The title

During the recording of “Heroes”, David Bowie and the studio team knew that the title track was special. Brian Eno and Tony Visconti both later said they associated it with the words ‘heroes’ and ‘heroic’, prior to learning of the title and lyrics.

I was only involved in that track up to doing the backing-track. He wrote the lyrics and the melody after I’d left – as he did for all the other tracks.

And, when I left, I already had a feeling about that track – it sounded grand and heroic. In fact, I had that very word in mind.

And then David brought the finished album round to my place and that track came up and it said ‘We can be heroes’ and I was absolutely It was such a strange feeling, you know. I just shivered with… When you shiver, it’s a fear reaction, isn’t it?

Brian Eno
NME, 3 December 1977
Robert Fripp, Colin Thurston, David Bowie and Brian Eno recording "Heroes", Berlin, 1977

Robert Fripp, Colin Thurston, David Bowie and Brian Eno recording “Heroes”, Berlin, 1977

Shortly after the album’s release, Bowie gave his reasons for added quotation marks around the title, explaining that it was an ironic commentary on the story of two lovers meeting beneath the Berlin Wall.

The situation that sparked off the whole thing was – I thought – highly ironic. There’s a wall by the studio – the album having been recorded at Hansa by the Wall in West Berlin – about there. It’s about twenty or thirty meters away from the studio and the control room looks out onto it. There’s a turret on top of the wall where the guards sit and during the course of lunch break every day, a boy and girl would meet out there and carry on.

They were obviously having an affair. And I thought of all the places to meet in Berlin, why pick a bench underneath a guard turret on the wall?

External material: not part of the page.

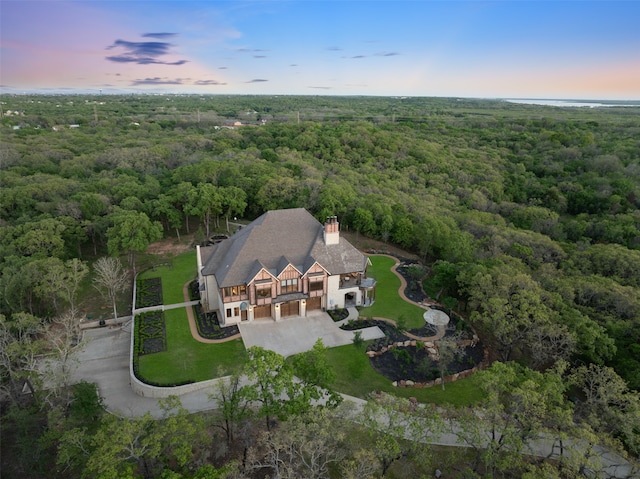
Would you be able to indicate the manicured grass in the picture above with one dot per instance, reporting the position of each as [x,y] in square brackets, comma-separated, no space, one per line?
[356,377]
[388,303]
[187,359]
[181,271]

They’d come from different directions and always meet there… Oh, they were both from the west, but they had always meet right there. And I – using license – presumed that they were feeling somewhat guilty about this affair and so they had imposed this restriction on themselves, thereby giving themselves an excuse for their heroic act. I used this as a basis… therefore it is ironic.

David Bowie
NME, 12 November 1977

In the same interview he downplayed the significance of the album title.

There was no reason why the album should have been called “Heroes”. It could have been called “The Sons of Silent Ages”. It was just a collection of stuff that I and Eno and Fripp had put together. Some of the stuff that was left off was very amusing, but this was the best of the batch, the stuff that knocked us out.